Annual passenger numbers and aircraft statistics
| Year | Passengers handled | Passenger % change | Cargo (tonnes) | Cargo % change | Aircraft movements | Aircraft % change |
| 2006 | 1,220,586 | Steady | 7,696 | Steady | 14,671 | Steady |
| 2007 | 1,365,515 | +11.9 | 8,957 | +16.4 | 15,297 | +4.3 |
| 2008 | 1,390,622 | +1.8 | 9,227 | +3.0 | 14,335 | −6.3 |
| 2009 | 1,581,908 | +13.8 | 9,454 | +2.5 | 15,366 | +7.2 |
| 2010 | 1,820,185 | +15.1 | 9,584 | +1.4 | 16,766 | +9.1 |
| 2011 | 2,132,940 | +17.2 | 10,524 | +9.8 | 19,994 | +19.3 |
| 2012 | 2,290,467 | +7.4 | 26,518 | +152.0 | 20,198 | +1.0 |
| 2013 | 2,387,322 | +4.2 | 7,729 | −70.9 | 22,779 | +12. |
| 2014 | 2,503,958 | +4.9 | 17,305 | +123.9 | 23,622 | +3.7 |
| 2015 | 2,713,259 | +8.4 | 2,488 | −85.6 | 25,183 | +6.6 |
| 2016 | 3,182,267 | +17.3 | 16,399 | +559.1 | 28,722 | +14.1 |
| 2017 | 3,699,297 | +16.2 | 17,401 | +6.1 | 35,897 | +25.0 |
| 2018 | 4,067,203 | +9.9 | 23,429 | +34.6 | 39,655 | +10. |
| 2019 | 3,159,542 | −22.3 | 19,622 | −16.2 | 29,755 | −25.0 |
| 2020 | 1,342,299 | −57.5 | 20,463 | +4.3 | 16,553 | −44.4 |
| 2021 | 1,052,283 | −21.6 | 30,983 | +51.4 | 13,098 | −20.9 |
| 2022 | 2,122,282 | +101.7 | 31,724 | +2.4 | 20,135 | +53.7 |
| 2023 | 2,334,090 | +10.0 | 26,113 | −17.7 | 19,363 | −3.8 |
| 2024 | 2,387,536 | +2.3 | 30,627 | +17.3 | 19,112 | −1.3 |
^{Source: DGCA, BPS}

==Accidents and incidents==
- On 19 January 1973, Douglas C-47B PK-EHC of Trans Nusantara Airways crashed on landing and was destroyed in the subsequent fire. All four people on board escaped.

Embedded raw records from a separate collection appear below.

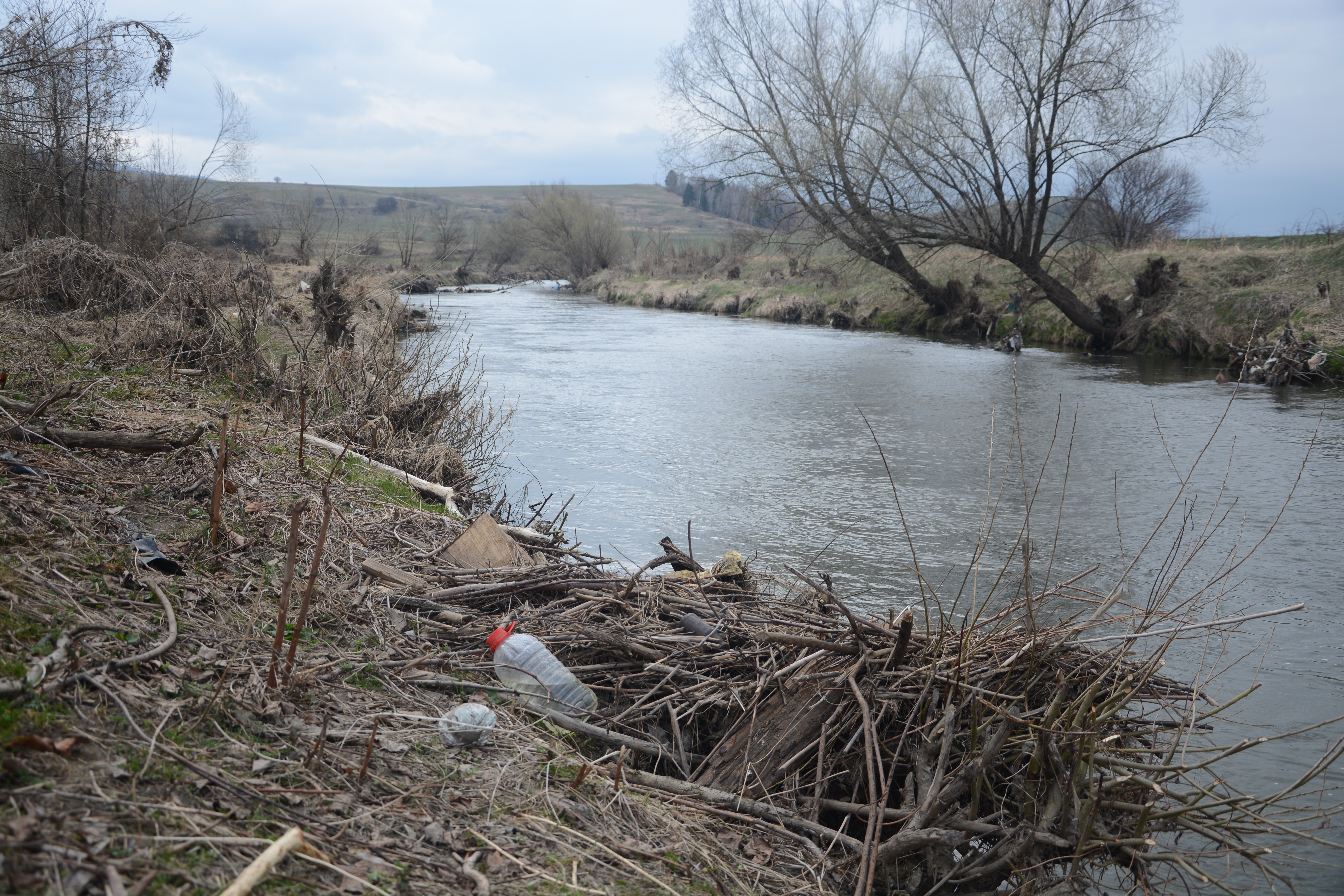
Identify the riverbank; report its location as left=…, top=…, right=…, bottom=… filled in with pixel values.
left=0, top=242, right=1344, bottom=896
left=582, top=238, right=1344, bottom=377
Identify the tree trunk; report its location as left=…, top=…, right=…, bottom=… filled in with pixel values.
left=1004, top=258, right=1120, bottom=348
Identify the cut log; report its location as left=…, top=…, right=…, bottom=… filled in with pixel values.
left=294, top=433, right=461, bottom=513
left=659, top=535, right=704, bottom=572
left=695, top=682, right=844, bottom=798
left=0, top=423, right=210, bottom=454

- On 22 November 2004, Sri Hardono, the captain of Garuda Indonesia flight 501, a Boeing 737-500 from Pontianak to Jakarta, was suddenly ill shortly after take-off. Hardono immediately asked permission to the air traffic control to return to the airport. Hardono died shortly after the emergency landing while still in the cockpit. Heart attack was the cause of illness and death. Due to the incident, the airport was temporarily closed for 40 minutes. There were no other injuries or fatalities in this incident.
- On 2 November 2010, Lion Air flight 712, operated by Boeing 737-400 PK-LIQ, overran the runway on landing, coming to rest on its belly. All 174 passengers and crew evacuated by the evacuation slides, with few injuries reported.
- On 1 June 2012, a Sriwijaya Air Boeing 737-400 skidded off the runway in heavy rain. No injuries were reported, but the plane sustained damage beyond repair.